Le 27 octobre 2005, après une course poursuite avec la police deux jeunes de banlieue, Zyed Benna, 17 ans, et Bouna Traoré, 15 ans, meurent électrocutés après s'être réfugiés dans un transformateur électrique à Clichy-sous-Bois.
Dans la nuit qui suit, des dizaines de jeunes en colère s'en prennent aux pompiers, policiers, à des bâtiments publics. Puis, le mouvement s'embrase dans d'autres villes de la banlieue parisienne et du pays, donnant lieu à trois semaines d'émeutes qui feront des centaines de blessés et des milliers d'interpellations. Des mesures de couvre-feu et l'état d'urgence avaient été promulgués.
"Un cri d'alarme"
"Les violences de 2005, c'était un cri d'alarme", analyse aujourd'hui le premier ministre de l'époque Dominique de Villepin. "Il y a toujours le même manque de reconnaissance et l'absence d'avenir", déplore-t-il dans une interview au quotidien "Libération".
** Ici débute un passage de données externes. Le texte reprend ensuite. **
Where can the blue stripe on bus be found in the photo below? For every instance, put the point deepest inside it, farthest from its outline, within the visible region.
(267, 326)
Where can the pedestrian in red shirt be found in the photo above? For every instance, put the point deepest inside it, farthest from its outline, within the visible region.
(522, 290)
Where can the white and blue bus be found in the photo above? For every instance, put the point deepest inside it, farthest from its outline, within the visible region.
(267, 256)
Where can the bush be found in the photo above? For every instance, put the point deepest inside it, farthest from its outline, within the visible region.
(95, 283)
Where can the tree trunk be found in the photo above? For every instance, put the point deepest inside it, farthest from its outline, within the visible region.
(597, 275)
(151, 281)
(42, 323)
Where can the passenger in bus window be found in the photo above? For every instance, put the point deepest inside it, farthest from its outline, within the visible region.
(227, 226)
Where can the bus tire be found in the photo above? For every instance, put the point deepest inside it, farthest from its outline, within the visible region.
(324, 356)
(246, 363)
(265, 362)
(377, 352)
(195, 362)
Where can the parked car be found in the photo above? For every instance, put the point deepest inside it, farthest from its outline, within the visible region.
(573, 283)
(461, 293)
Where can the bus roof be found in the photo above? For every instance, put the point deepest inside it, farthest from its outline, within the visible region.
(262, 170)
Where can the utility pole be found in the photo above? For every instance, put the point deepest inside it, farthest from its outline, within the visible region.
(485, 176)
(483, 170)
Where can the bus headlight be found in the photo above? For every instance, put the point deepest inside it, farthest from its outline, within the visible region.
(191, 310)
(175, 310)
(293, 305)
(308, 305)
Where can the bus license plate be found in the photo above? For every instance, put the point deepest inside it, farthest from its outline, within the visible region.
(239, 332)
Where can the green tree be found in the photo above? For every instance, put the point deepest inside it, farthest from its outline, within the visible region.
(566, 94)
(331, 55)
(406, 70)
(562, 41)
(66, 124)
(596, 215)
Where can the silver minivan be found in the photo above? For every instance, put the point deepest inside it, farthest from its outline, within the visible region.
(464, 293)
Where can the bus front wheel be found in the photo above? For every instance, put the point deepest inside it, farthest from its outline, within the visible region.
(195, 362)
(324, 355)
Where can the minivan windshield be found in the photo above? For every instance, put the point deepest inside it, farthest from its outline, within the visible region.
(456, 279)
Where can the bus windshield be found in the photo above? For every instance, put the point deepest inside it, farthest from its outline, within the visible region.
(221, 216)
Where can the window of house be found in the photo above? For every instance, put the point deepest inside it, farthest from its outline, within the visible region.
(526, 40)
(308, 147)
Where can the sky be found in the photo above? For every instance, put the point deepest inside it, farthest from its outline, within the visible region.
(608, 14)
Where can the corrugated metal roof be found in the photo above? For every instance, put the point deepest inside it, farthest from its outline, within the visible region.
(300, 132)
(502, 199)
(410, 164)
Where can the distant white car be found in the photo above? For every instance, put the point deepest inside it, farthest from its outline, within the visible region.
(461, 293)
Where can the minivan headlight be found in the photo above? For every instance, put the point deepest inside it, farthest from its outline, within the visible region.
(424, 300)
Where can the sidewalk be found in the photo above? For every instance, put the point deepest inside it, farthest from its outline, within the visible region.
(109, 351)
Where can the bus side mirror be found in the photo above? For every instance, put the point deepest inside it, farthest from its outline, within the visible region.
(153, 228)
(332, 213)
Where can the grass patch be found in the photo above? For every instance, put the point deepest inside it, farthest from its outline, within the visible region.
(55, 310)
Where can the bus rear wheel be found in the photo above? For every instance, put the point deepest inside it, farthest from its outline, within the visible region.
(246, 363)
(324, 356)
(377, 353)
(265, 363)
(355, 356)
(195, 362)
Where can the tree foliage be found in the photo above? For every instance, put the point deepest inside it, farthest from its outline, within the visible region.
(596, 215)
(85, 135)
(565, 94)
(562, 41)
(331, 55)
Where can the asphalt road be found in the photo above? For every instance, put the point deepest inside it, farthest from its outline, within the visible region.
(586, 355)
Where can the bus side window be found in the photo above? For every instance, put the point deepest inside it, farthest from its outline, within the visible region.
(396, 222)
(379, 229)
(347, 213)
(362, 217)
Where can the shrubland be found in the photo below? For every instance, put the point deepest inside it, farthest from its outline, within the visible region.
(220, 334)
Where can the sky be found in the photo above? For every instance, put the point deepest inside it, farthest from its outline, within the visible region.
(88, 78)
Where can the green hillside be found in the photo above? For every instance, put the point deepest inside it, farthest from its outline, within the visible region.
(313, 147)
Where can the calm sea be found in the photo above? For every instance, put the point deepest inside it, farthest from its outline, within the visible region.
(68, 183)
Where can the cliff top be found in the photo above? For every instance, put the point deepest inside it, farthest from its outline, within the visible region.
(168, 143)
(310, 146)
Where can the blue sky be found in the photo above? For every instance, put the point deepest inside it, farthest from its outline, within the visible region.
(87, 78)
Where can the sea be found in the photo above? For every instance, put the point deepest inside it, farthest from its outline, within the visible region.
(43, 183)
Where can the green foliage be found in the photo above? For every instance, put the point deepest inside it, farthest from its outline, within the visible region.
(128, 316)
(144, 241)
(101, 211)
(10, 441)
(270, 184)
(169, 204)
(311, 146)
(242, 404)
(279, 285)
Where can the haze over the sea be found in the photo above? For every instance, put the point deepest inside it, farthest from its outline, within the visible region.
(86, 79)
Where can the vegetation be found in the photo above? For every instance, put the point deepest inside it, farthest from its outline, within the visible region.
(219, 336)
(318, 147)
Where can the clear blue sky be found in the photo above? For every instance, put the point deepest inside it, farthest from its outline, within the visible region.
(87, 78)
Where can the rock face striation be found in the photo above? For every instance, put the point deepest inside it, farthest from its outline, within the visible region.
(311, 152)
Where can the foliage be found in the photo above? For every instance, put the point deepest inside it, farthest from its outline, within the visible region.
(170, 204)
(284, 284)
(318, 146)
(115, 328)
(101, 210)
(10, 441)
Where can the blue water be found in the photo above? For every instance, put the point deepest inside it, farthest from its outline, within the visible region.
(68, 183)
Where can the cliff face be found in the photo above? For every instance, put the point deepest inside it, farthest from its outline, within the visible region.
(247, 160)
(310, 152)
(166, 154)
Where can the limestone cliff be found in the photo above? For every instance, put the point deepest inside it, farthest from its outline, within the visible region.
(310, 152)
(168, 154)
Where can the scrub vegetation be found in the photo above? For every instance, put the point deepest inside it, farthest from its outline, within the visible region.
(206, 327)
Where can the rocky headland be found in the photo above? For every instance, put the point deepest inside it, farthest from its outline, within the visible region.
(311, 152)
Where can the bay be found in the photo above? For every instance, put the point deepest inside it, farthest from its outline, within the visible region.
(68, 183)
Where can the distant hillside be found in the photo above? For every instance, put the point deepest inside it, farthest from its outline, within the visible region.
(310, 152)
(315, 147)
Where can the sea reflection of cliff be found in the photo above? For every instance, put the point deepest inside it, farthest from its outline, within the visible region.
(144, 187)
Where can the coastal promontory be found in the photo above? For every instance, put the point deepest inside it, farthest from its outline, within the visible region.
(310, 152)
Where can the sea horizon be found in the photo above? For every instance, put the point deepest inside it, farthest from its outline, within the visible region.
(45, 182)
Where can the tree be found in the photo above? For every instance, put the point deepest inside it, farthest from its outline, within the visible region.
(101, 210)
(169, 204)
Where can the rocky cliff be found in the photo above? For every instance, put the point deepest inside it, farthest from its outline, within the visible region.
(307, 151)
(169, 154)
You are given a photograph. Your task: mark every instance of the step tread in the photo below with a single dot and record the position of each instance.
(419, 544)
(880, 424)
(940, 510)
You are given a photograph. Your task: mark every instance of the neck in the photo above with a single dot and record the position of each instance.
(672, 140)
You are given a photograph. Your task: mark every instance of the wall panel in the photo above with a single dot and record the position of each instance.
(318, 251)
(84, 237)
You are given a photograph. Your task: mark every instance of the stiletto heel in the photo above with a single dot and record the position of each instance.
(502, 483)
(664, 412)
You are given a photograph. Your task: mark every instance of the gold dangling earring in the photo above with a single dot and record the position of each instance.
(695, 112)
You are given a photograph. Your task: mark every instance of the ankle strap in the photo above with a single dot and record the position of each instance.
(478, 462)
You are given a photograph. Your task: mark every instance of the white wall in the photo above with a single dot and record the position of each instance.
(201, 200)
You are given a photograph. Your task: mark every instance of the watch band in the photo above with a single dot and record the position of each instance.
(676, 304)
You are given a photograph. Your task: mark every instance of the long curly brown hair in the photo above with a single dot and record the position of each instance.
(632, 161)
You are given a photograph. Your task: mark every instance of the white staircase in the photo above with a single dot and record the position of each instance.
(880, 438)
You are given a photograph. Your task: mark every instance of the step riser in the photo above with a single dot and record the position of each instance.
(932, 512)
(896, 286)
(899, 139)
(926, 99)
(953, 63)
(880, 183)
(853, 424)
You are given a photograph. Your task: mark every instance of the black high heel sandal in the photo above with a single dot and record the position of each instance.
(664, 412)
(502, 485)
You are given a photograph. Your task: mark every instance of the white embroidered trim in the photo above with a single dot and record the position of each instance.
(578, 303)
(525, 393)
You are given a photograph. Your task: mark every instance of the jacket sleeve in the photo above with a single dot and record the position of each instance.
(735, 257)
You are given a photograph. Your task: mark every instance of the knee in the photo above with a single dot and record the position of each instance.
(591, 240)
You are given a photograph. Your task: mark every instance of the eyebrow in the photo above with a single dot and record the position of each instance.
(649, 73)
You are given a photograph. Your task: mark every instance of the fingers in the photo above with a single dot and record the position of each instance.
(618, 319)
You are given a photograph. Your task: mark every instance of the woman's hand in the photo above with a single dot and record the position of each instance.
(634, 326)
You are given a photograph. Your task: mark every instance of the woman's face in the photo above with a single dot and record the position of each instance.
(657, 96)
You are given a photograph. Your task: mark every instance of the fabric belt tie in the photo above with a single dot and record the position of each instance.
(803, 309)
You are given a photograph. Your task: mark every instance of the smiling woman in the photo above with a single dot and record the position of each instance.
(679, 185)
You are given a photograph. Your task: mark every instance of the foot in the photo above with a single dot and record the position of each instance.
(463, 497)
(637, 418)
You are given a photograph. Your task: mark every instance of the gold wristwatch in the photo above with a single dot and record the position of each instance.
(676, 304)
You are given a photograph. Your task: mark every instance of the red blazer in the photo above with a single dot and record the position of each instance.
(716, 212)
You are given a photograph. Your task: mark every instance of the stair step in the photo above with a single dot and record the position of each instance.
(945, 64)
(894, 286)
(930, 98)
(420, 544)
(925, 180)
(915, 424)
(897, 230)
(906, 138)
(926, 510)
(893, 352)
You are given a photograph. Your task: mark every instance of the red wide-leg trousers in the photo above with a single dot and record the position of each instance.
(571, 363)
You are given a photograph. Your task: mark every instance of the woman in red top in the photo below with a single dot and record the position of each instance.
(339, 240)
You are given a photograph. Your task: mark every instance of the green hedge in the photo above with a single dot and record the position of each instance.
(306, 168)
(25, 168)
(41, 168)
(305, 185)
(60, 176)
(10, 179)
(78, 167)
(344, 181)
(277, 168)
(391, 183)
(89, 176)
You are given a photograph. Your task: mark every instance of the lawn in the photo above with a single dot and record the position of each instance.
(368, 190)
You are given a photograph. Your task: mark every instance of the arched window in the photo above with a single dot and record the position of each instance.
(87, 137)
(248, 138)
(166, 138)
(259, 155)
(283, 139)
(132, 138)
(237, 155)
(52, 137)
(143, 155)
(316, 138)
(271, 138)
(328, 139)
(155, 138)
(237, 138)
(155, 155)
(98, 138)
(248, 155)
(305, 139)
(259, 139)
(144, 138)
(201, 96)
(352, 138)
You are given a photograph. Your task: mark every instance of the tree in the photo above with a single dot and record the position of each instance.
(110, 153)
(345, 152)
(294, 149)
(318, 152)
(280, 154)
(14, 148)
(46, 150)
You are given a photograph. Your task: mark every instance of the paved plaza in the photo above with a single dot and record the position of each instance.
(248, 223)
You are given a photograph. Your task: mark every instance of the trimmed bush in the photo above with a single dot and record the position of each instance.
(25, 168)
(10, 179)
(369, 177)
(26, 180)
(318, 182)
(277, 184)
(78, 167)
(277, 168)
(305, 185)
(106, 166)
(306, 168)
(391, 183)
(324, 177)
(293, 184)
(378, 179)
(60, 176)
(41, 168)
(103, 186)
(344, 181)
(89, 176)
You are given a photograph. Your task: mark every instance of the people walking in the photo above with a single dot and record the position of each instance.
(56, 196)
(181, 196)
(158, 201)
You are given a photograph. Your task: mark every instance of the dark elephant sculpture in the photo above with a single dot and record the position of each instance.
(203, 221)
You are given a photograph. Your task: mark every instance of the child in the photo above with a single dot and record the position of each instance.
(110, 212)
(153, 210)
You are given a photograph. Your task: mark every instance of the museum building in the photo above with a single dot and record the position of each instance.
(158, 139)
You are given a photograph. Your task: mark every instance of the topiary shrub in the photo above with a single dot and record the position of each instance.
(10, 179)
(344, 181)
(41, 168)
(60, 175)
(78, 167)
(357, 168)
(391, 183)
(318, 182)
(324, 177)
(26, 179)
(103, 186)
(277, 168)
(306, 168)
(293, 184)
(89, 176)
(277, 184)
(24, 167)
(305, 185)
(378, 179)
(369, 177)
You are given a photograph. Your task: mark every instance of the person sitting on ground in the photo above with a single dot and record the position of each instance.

Depuis les longues émeutes de 2005, il y a eu celles de Villiers le-Bel (près de Paris) en novembre 2007, déclenchées par la mort de deux adolescents dans une collision entre leur moto et une voiture de police. En juillet dernier, Grenoble s’enflammait après le décès d'un jeune malfaiteur dans une fusillade avec la police. Des événements qui ont mené le président Nicolas Sarkozy à annoncer un tour de vis sécuritaire contre les "voyous".
Chômage très élevé
"La situation, déjà difficile, a été aggravée par la crise économique et financière" et, comme en 2005, "une étincelle peut vite mettre le feu aux poudres", explique Mohamed Abdi, conseiller de la secrétaire d'Etat à la politique de la Ville, Fadela Amara. Dans les zones urbaines sensibles, le taux de chômage est "plus de deux fois plus élevé que dans le pays". Il grimpe jusqu'à 30% dans des dizaines de quartiers (contre 10% au niveau national), souligne un rapport parlementaire publié la semaine dernière.
La pauvreté et le chômage restent à des "niveaux élevés" dans ces quartiers malgré la politique de rénovation urbaine lancée en 2003 et le plan de 2008 sensé désenclaver les banlieues, fournir du travail aux jeunes, lutter contre l'échec scolaire et la délinquance.
Promesses oubliées
Moins ambitieux que ce qu'avait promis le président pendant sa campagne électorale, ce plan Espoirs Banlieue est critiqué pour son manque de moyens et de priorités. En mai, le premier ministre François Fillon a renvoyé à 2011 une réforme de la politique de la ville alors que plusieurs élus de zones urbaines pauvres réclamaient des mesures "urgentes" face à la dégradation de la situation.
Avec près de cinq millions d'habitants, dont une forte proportion d'immigré, les quartiers sensibles, en périphérie des grandes villes, souffrent d'une "déficience structurelle de l'Etat", dénonce le rapport parlementaire. Ici, l'Etat est "en crise d'identité et de légitimité", ajoute-t-il. Il y a un risque de "refus de la République", confirme le maire de Clichy-sous-Bois, Claude Dilain.
afp/mre
Policiers jugés et inculpés
Cinq ans après les faits, les juges viennent tout juste de décider que les deux policiers qui avaient pris en chasse Zyed et Bouna seraient jugés pour non-assistance à personne en danger après le décès par électrocution de deux adolescents de Clichy-sous-Bois en octobre 2005. A cette occasion, l'un des avocats des familles a de nouveau dénoncé "la volonté répressive qui l'a toujours emporté sur la volonté préventive".
Le parquet avait en premier lieu considéré qu'il n'existait pas de charges suffisantes pour renvoyer les deux policiers devant le tribunal, ceux-ci ayant cru que les deux adolescents avaient quitté le site d'EDF. Les juges, au contraire, ont estimé qu'il y avait "des charges sérieuses et concordantes nécessitant leur examen par le tribunal correctionnel"
Dans une autre affaire, un policier français a également été dernièrement inculpé pour homicide involontaire dans l'enquête sur la mort de deux jeunes morts en 2007 à Villiers-le-Bel dans une collision entre leur moto et une voiture de police.
Cette décision a été prise par la chambre de l'instruction de la cour d'appel de Versailles qui avait ordonné début avril un supplément d'information après avoir infirmé l'ordonnance de non-lieu en faveur des policiers rendue par un juge.